As an officer in the Royal Navy, Brian Boxall-Hunt developed leadership skills over a 35 year career that he has carried with him throughout his subsequent second career. For the last 15 years, he has been “commanding” a different ship at maritime charity, The Royal Alfred Seafarers’ Society – and its care home, Belvedere House – where he is Chief

Executive. Brian shares his thoughts for leading a happy and long-serving team, which he is currently privileged to have.


As well as being a strategic thinker and hopefully one step ahead, a good leader in my opinion communicates well and listens to their team; making the necessary bold decisions whilst inspiring and empowering others to be the best they can be.

At Belvedere House we have been providing housing, residential and excellent nursing care to former seafarers, their widows and dependants for 156 years. We know that this could not be achieved without having a strong leadership team and the right people in place who dedicate so much time and effort to caring for our residents with compassion, warmth and understanding.


The Royal Alfred is passionate about its people, and we understand that we could not do what we do without our excellent team of staff around us. We support our colleagues by investing in everyone’s careers from day one. We hire with a path in mind for each individual and ensure that every colleague has the tools to grow in their careers – and importantly, suitably reward progress and qualification.

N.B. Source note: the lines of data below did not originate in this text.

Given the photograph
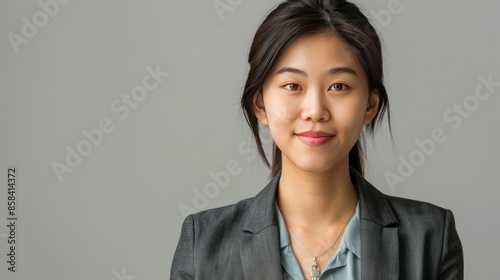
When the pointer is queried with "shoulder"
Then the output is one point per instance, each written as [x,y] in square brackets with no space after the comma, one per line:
[409,208]
[419,218]
[221,219]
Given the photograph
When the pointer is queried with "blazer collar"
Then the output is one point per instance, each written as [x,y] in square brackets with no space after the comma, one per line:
[259,244]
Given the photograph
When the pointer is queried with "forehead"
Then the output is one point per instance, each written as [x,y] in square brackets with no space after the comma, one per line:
[316,53]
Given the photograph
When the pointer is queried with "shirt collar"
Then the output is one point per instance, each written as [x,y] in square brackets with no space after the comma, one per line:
[350,241]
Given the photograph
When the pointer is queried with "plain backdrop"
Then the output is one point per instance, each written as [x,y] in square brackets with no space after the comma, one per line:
[107,169]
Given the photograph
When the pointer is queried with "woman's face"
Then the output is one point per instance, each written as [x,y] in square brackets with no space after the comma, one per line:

A key benefit for new recruits is a strong programme of training and wellbeing support. Having staff that are equipped with the necessary qualifications, skills and support not only increases efficiency, but can sustain high morale and enables colleagues to feel empowered and valued in their roles.


Recruiting for roles from within wherever possible is a simple way of maintaining low staff turnover rates and showcasing to your team that you believe in their abilities and want them to succeed in their careers. This is a strategy that has enabled us to maintain consistently low staff turnover at the Society.

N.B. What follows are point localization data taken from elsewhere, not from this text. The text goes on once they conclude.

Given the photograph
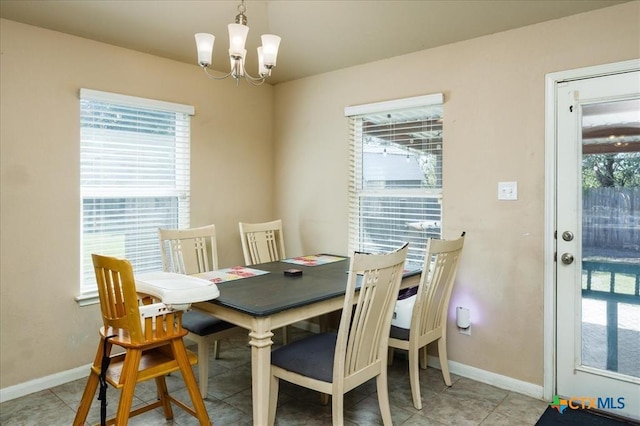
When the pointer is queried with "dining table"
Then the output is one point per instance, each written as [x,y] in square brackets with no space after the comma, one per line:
[264,297]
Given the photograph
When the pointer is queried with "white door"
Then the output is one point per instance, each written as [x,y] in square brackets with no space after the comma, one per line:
[598,243]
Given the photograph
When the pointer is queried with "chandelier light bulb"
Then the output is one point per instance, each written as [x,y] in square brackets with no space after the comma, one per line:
[238,31]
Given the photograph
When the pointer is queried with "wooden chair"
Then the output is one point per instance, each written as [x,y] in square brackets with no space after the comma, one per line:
[262,243]
[193,251]
[153,348]
[430,312]
[333,363]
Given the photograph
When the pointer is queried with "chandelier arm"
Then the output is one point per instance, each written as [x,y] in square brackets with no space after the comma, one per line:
[213,77]
[251,78]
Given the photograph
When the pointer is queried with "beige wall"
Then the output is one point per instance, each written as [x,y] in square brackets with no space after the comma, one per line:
[493,130]
[43,330]
[494,124]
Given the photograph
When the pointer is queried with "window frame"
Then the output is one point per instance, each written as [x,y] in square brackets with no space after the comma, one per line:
[357,192]
[170,187]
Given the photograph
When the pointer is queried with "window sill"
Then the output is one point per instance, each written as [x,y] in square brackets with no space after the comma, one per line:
[88,299]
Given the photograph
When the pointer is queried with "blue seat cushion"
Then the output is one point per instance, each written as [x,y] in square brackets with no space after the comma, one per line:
[311,356]
[399,333]
[203,324]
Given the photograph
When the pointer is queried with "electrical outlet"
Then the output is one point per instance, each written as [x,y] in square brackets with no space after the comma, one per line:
[508,191]
[466,331]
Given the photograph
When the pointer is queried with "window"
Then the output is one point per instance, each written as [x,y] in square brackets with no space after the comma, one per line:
[134,178]
[395,185]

Having an internal recruitment policy and a culture of support is important because it makes colleagues feel valued, lowers staff turnover and ultimately ensures a continual high level of care for residents.


One of the keys to any successful care home is a capable, dedicated workforce, and building and nurturing a long-serving team plays a huge part in creating this. These people are integral to a care home environment because they foster relationships and trust with residents over time, getting to know them on a personal level, and can therefore tailor care to individuals based on this knowledge. Each year we are proud to host Long Service Awards celebrating colleagues who mark their ten- year, or more, anniversaries with us – we’ve even had some serve for over 30 years and up to 50 years!

Conducting regular staff satisfaction surveys is one way the Society’s leadership team ensures colleagues are happy in their roles and feel fulfilled. The happier and more looked after employees feel, the more likely they are to consider their role a career and not ‘just a job’. We would encourage other care providers to put into place as much training and support as they are able to in order to recruit and retain colleagues.

All in all, I have found that leaders must strive to create an environment where all employees feel valued, listened to and supported in their professional development in order to retain staff.